“If you’re comfortable, you’re probably making the easy, wrong choices.” - Scott Sonnon
Lately, I’ve been feeling extreme discomfort. Changes have been coming in my work and my Work for a long time. I’ve been training, taking steps in the right direction, and yet, I have not made a big shift that will actually free up the time, energy, attention and grace necessary for the larger, deeper change to activate. My ego has been resisting this, fearing the bigger risk, not wanting to break free from the shell of comfort.
Now, this current shell of comfort was created by risks I took in the past but as with all things, it has become my new status quo. Something - something big - has to give. I’ve known it for a long time now, and even while doing the planning and practice necessary to shift the magic, I’ve also been dancing around a core piece. This core piece is linked to the part of ego that wants to retreat and keep things small. As a consequence, though I love teaching, I crashed hard after my last weekend away. Time to face the necessary. Time to take a deeper look at the equation of Want + Need = Desire. What is the larger Desire that is my true Will?

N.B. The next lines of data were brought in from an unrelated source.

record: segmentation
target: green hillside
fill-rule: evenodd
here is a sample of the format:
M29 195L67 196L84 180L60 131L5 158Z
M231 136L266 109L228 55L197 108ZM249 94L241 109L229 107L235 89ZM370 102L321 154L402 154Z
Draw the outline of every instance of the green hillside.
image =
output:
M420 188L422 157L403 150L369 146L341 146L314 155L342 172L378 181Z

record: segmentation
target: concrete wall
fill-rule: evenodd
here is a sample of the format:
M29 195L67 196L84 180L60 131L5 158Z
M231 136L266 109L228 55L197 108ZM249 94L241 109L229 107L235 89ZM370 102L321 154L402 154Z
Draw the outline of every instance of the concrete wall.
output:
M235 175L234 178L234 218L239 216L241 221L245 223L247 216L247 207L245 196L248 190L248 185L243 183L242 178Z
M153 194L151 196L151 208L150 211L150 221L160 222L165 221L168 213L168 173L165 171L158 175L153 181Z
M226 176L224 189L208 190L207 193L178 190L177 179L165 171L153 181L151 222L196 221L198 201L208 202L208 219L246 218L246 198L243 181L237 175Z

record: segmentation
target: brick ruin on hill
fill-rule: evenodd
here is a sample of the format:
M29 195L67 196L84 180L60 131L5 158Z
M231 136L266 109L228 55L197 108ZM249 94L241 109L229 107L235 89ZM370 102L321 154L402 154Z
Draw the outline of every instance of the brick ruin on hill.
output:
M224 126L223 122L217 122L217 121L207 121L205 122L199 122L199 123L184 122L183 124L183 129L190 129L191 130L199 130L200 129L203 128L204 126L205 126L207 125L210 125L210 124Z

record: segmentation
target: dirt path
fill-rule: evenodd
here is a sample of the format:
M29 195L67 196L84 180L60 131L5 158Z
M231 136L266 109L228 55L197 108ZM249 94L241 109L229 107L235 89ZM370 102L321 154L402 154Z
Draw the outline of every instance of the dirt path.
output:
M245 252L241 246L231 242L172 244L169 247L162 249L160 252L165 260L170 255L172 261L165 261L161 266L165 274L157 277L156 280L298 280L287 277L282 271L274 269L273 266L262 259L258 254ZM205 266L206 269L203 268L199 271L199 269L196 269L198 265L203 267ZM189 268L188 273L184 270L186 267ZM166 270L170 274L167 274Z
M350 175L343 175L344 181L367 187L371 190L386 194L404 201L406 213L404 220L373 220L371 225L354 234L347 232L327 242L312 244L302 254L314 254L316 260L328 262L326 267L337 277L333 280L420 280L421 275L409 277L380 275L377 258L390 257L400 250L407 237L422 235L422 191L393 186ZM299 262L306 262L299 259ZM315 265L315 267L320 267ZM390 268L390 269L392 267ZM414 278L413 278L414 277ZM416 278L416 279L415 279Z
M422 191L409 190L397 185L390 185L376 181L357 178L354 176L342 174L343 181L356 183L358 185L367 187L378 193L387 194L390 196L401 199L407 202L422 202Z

What does this have to do with my title of leadership, discomfort and activation? We cannot be leaders if we are always seeking out comfort. We have to lead first within our own lives. We have to lead our personality parts toward the greater magic only activated by the whole. Our spirit must be the teacher of courage. Courage is the ability to break free from homeostasis and grow.
Fortunately, we can practice this at any time and with any activity. This morning, after reading this fantastic essay by Scott Sonnon, I went to attend to my yoga and meditation practice. Those of you who read this journal regularly know that I have struggled with daily yoga, having been a self-professed yoga hater. I’ve worked with the extreme discomfort of holding poses, of stretching, of getting moving first thing in the morning, all in the service of supporting my larger work in the world. This morning, I added back in something my friend the trainer Carey Rockland had me try a year ago: handstands. What put this in my head today, I’m not sure, but part of me needed to rise to the challenge. I picked a wall. I planted my hands. I failed to reach full height before feet bouncing back down to floor. I tried again. Failed. Tried again. Failed. I reset my intention. Placed my hands in the right spot in my mind’s eye. This time, I lifted, my heels touched the wall, my arm muscles engaged. I was in a full assisted handstand, which I held for as long as I felt able. After I returned to a normal standing position, my heart was pumping, and energy was moving through me with a powerful rush. I channeled this into some of my energy techniques - running the cosmic loops from feet to crown, out and down and back up again. I found my stable center. I tried again and planted my hands almost perfectly to lift easily into a strong position.
Feeling the full power of this action running through my body, I returned to my meditation bench, to sit in silence as unseasonable dark clouds moved by the window. When I was done, I thought of Sonnon’s essay, and the very real importance of discomfort. Without struggling for years with the excruciating discomfort of meditation practice, I would not know so many parts of myself, nor would the core of stillness in my belly be such a stabilizing force. This challenge I’ve been facing lately? It wouldn’t even be on the table.
We cannot lead if we always seek out comfort. We cannot teach if we do not seek to know. Without being up against challenges, large or small, we do not test ourselves and therefore cannot inspire each other through our art, our words, our music, or our actions. This is where leadership fails: when those in positions of power establish a status quo and set up systems to maintain it. That is no longer leadership, it is complacency, which is a small, slow death.
How can we inspire ourselves and each other? How can we rise to the challenge? How can we look at the world, at least sometimes, upside down, just to get a new perspective?